第2話 君との出会い。

僕は学校へ向かった。

ロックバンドの曲を聴き、足を踏み出すときとリズムを合わせるのが気持ちいい。

春は好きだ。

春になると鳥の声も聴こえるし、

春は色々な声が聴こえるから。


今日から僕は新しい人々と1年を過ごす。


その新しい人々にも様々な音がある。けど、僕の好きなロックバンドのような音の人には出会ったことがない。

きっと、ロックバンドのような音の人は僕の日常を変える人だろう。


狭い道路を歩く。自転車が横を通り過ぎる。

みんなはスマートフォン片手におしゃべりしたり、写真を撮ったりしているが、僕はイヤホンをつけ、1人で狭い道路を通り、学校の前に立っている。

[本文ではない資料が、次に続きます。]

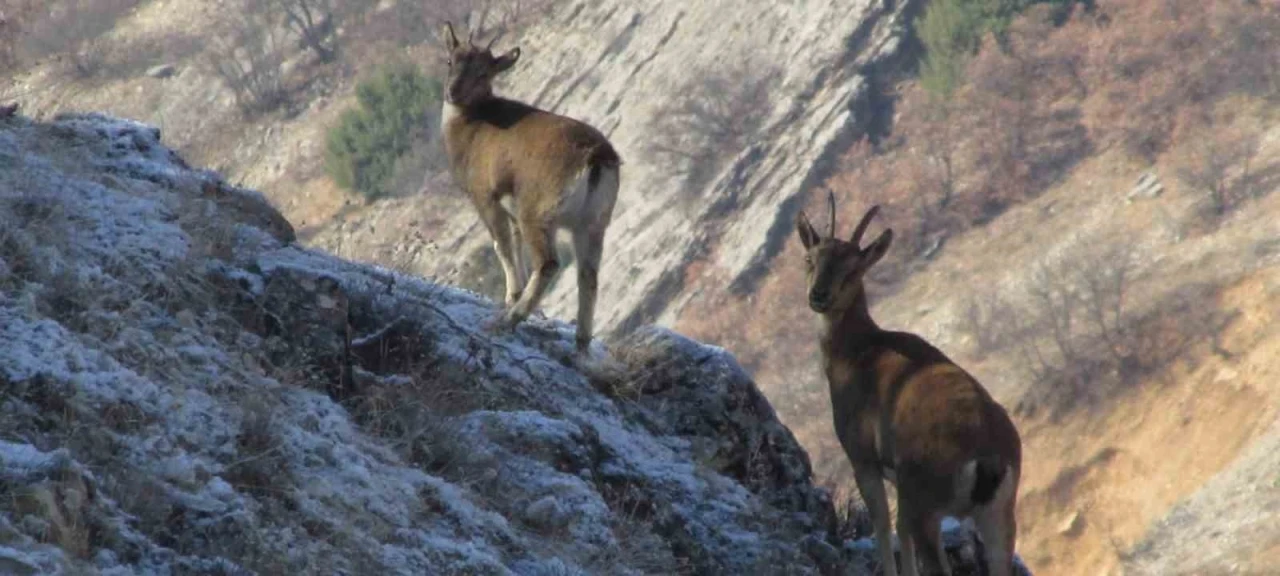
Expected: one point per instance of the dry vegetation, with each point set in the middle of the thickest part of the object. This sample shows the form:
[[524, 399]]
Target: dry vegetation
[[1160, 81]]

学校では見知った顔がちらほらいる。僕は人の名前を覚えるのがあまり得意ではないため、顔くらいしか覚えられないのだ。


ホームルームの時間だ。

僕の隣には誰もいない。

前はここに


「ホームルームの時間だ!みんな立て!」


体育担当の僕のクラスの担任が大きな声で言った。


「…!」


僕はぼんやりと桜が舞う様子を眺めている。

外がピンク色で埋まっていて、とても綺麗…


「おい!」


僕に言っていたようだ。


「先生なにか用ですか?」


本当になんだろう。


「だから、お前の隣に新しく来たやつが座るから、学校の案内とかしてやれよって。」


ん?新しい人?


「先生。それって…」

「おーい!入ってこーい!」


人の話を聞かない。この先生はこういう所がある。

どうして僕が……。


え。


きっと僕だけじゃなかった。

あの人が入ってきた瞬間目を見開いたのは。


「じゃあ自己紹介してくれ!」


ツヤツヤの黒髪ロング。ツリ目の凛々しい顔立ち。お世辞にも可愛いとは言えない。けど、とても綺麗だった。そして僕は見つけた。ロックバンドのような音の人を。


「私の名前は河本美鈴。ロックバンドの「Rain」というバンドが好きです。」


自己紹介はたったそれだけ。けれど、彼女には何か圧倒されるものがあった。

Rainというロックバンドが好き。たったそれだけで彼女の全てを知りたくなった。


「それじゃあそこの席だから、とりあえず座ってくれ。」


担任がそう言い、彼女が机と机の間を通りながらこちらに向かってくる。歩く度に彼女から「Rain」の音が聴こえてくる。


「よろしく。」


僕はたった一言


「うん。」

それだけ交わした。


僕はその日、家に帰ったあとに日記を書いた。いつも同じような内容ばかりだったけど、今回は一言だけ書いた。


「河本美鈴さんが来た日。」


たったそれだけ書いて、日記を閉じた。